Meselâ Avrupa’da, işçilerin başlangıçta hiçbir hakları yoktu. İşçiler 16 saat çalışıyor, yeterince beslenemiyor, uyumaya vakit bulamıyorlardı. Öylesine sefalet koşullarında yaşıyorlardı ki, 40 yaşına gelmeden ölüp gidiyorlardı. İşçilerin sendikaları ya da onları savunacak işçi örgütleri yoktu. Yani işçilerin sermaye sınıfı karşısında birleşmekten ve mücadele etmekten başka çareleri yoktu. Onlar da bunu yaptılar. Sendikalar kurdular ve yüz binler halinde bu sendikalarda örgütlendiler. Bununla da yetinmeyip siyasi partiler kurdular. Milyonlarca üyesi olan sendikalar ve sosyalist partiler, işçilerin hakları için mücadele ettiler, siyaset yaptılar. İşçiler artık meclis kürsülerini de kullanmaya başlamışlardı. Gerçek sosyalist partiler, aynı zamanda kapitalist kâr düzeninin yıkılması için de mücadele ediyorlardı. İşte tüm bu mücadeleler meyvesini verdi: İş saatleri 8 saate düşürüldü, işçilerin çalışma koşulları iyileştirildi, ücretler yükseltildi. Yine bu mücadeleler sayesinde işçilere oy hakkı tanındı.
1917’de işçilerin Rusya’da iktidarı ele geçirmesi tüm dünya patronlarının yüreğine korku saldı. Keza İkinci Dünya Savaşı sonrasında tüm Avrupa’da patronlar işçi devrimi korkusuyla titriyorlardı. İşçilerin öfkesini yatıştırmak isteyen sermaye sınıfı, bir kez daha önemli tavizler vermek zorunda kaldı. İşçiler yeni ekonomik ve sosyal haklar elde ettiler.
“Sosyal devlet” uygulamaları olarak adlandırılan bu kazanımlar, şu ya da bu biçimde tüm dünyada işçilere yansıtıldı. Meselâ kapsamlı bir sosyal güvenlik sisteminin oluşturulması, bu sayede işçilerin ücretsiz sağlık hakkına kavuşması, emekli olması ve maaş alması bu kazanımların sonucudur. Keza işten atılmayı zorlaştıran ve çalışma düzenine işçilerden yana kurallar koyan yasalar, iş güvencesi sağlayan kıdem tazminatı veya ikramiye gibi haklar da bu kazanımların ürünüdür.

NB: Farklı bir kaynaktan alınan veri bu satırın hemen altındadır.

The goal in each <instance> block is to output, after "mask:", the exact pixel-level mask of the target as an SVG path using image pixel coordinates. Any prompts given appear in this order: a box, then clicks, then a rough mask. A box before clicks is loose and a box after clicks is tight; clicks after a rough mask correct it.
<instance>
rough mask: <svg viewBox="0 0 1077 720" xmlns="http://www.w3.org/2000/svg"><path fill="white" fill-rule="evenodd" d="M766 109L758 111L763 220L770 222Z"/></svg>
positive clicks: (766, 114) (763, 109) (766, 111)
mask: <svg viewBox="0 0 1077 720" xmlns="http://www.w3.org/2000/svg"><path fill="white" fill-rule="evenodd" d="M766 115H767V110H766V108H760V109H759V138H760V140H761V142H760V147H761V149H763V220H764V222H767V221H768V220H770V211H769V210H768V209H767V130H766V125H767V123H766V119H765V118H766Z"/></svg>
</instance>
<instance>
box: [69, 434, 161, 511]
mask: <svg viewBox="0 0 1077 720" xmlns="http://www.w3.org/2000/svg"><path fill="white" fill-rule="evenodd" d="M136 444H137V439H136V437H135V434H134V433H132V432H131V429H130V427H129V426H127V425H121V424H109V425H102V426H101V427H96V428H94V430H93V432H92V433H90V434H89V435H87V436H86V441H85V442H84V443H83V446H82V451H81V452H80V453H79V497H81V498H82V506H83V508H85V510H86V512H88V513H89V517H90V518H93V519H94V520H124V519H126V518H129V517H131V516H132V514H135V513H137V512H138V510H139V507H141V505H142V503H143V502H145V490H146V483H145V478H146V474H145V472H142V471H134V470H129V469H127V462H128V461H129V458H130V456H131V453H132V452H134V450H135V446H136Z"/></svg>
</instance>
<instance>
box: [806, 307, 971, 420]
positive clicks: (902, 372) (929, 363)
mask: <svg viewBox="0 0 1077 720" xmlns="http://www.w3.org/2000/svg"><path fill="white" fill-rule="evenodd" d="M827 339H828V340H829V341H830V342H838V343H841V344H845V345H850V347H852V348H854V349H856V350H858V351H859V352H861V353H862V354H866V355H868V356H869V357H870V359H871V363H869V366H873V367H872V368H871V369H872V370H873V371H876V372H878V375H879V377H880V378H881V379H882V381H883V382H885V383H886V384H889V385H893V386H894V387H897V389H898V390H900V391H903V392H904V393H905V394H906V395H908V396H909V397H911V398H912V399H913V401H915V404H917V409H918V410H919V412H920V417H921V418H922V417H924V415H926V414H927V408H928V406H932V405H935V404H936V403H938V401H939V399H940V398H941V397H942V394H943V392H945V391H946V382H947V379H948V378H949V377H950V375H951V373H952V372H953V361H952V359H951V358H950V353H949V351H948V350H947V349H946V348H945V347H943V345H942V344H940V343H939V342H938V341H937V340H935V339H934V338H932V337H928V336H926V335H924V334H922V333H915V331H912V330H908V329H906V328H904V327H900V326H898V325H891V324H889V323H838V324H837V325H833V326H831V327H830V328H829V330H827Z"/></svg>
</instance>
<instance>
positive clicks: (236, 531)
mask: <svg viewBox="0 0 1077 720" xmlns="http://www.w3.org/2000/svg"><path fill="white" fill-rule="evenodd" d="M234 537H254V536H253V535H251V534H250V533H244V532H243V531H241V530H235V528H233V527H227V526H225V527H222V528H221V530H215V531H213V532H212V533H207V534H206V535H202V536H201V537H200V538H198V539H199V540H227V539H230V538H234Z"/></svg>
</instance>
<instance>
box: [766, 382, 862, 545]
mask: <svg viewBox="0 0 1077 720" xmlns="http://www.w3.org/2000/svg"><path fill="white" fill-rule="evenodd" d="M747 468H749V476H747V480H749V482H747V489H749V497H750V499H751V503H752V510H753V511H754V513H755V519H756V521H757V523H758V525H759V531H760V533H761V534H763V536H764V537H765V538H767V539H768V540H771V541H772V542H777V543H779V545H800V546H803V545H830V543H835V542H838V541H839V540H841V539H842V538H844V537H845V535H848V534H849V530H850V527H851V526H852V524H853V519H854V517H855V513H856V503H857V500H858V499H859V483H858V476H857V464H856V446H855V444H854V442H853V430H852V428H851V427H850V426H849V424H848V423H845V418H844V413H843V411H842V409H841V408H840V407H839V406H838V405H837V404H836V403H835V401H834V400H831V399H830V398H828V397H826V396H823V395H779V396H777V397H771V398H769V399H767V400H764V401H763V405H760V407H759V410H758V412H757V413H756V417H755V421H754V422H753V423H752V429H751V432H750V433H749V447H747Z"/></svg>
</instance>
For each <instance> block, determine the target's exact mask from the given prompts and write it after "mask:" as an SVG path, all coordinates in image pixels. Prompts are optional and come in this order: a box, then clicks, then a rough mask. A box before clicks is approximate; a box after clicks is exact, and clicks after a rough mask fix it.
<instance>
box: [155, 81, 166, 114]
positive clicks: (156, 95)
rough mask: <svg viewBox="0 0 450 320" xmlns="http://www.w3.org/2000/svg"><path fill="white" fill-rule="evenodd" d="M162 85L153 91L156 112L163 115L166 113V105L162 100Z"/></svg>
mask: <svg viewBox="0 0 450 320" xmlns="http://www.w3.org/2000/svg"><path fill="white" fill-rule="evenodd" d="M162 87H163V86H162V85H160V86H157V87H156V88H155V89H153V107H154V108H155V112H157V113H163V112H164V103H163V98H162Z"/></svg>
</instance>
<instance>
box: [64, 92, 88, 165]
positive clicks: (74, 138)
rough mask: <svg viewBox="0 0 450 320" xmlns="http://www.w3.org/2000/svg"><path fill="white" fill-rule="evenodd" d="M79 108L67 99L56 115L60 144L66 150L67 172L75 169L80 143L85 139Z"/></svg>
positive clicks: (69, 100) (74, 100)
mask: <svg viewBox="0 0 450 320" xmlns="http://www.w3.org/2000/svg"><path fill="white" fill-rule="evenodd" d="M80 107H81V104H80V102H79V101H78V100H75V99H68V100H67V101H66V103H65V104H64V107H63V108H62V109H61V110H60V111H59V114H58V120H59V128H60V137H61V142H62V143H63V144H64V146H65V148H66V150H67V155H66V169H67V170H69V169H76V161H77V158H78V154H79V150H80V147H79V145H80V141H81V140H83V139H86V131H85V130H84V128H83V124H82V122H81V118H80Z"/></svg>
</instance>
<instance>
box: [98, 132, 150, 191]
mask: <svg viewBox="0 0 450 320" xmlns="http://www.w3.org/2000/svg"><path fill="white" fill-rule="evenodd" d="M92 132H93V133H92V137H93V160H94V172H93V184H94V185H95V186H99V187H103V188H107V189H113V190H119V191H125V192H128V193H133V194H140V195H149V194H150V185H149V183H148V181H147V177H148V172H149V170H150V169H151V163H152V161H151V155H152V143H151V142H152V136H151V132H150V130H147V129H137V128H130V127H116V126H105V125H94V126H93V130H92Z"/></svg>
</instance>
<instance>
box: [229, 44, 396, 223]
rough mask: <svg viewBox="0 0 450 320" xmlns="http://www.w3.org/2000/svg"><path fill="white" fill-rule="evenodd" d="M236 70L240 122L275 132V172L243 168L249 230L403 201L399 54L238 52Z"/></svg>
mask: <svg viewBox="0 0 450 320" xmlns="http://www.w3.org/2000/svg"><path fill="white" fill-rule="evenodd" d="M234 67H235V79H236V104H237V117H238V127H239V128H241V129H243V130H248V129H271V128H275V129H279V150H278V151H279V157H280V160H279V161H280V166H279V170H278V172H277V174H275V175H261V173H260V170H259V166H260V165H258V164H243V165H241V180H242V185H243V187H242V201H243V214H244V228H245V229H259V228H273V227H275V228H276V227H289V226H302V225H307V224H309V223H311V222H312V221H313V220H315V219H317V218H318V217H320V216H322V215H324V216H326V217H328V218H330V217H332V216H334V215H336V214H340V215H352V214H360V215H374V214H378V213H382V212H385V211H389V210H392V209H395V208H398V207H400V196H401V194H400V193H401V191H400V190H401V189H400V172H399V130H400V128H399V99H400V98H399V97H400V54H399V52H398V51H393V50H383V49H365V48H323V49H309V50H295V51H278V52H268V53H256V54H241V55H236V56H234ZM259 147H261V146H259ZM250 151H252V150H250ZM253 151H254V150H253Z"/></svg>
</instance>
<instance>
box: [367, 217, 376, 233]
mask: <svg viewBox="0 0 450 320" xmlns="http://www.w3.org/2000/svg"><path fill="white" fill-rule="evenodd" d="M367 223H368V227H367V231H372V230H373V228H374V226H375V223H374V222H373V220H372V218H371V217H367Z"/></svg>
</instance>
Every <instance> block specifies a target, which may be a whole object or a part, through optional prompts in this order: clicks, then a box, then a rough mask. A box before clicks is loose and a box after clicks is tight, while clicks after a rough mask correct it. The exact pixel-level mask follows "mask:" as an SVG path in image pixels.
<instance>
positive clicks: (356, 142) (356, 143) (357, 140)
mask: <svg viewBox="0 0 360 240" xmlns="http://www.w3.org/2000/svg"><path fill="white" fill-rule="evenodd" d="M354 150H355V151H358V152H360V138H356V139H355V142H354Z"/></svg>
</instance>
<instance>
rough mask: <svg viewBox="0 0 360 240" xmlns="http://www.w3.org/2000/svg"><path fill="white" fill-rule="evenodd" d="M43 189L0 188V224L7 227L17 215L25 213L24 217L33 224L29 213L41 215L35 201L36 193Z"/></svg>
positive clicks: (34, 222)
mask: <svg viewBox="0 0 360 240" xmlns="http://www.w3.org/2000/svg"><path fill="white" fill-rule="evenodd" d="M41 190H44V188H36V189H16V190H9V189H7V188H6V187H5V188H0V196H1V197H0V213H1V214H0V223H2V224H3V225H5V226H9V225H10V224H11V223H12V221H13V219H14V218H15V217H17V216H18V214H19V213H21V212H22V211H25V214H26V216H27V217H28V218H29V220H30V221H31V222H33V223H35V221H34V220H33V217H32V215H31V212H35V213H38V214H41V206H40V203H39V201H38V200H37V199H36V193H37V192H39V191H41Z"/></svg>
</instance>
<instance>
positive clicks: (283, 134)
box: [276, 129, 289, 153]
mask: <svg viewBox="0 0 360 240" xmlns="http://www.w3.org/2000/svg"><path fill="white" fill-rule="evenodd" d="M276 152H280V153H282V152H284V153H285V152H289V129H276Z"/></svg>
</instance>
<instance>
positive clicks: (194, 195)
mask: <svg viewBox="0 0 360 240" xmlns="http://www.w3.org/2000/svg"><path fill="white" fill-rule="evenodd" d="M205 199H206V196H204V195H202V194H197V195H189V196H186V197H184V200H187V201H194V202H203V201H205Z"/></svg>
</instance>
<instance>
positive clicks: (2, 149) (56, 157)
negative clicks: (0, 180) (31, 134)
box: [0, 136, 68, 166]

Ancak sermaye sınıfı, özellikle 1980’lerin başından itibaren neo-liberal kapitalist politikaları devreye soktu ve işçilerin haklarına saldırmaya başladı. Ne yazık işçiler birliklerini koruyamadıkları için, patronlar ile işçiler arasındaki güç dengesi patronlardan yana değişmeye başladı. İşçiler geri çekildikçe patronlar daha güçlü saldırdılar ve birçok hakkımıza el koydular. Türkiye’de ise işçilerin gücünü kırmak isteyen patronlar sınıfı, 12 Eylül 1980’de orduyu imdada çağırdı. Faşist darbeden sonra iktidara gelen Turgut Özal, neo-liberal politikaları devreye soktu. O günden bugüne işçi sınıfı pek çok hakkını kaybetti.
Geldiğimiz noktada bıçak kemiğe dayanmıştır. Düşük ücretler, uzun iş saatleri, tazminatsız ve güvencesiz çalışma anlamına gelen taşeronluk sistemi derken, patronlar şimdi de kölelik bürolarını dayatıyorlar. Kıdem tazminatımıza el koymak istiyorlar. Çalışma yaşamında orman kanunlarını hâkim kılıyorlar. Hiçbir kuralın olmadığı bu orman kanunlarından dolayı her ay 150’ye yakın işçi kardeşimizi iş kazalarında kaybediyoruz. Kısacası, eğer bu gidişe dur deyip süreci geri çevirmezsek, 1800’lü yıllardaki çalışma koşullarına geri döneceğiz. Anlatılan bizim hikâyemizdir: Gelin birleşelim ve kölece çalışma koşullarını kabul etmeyelim!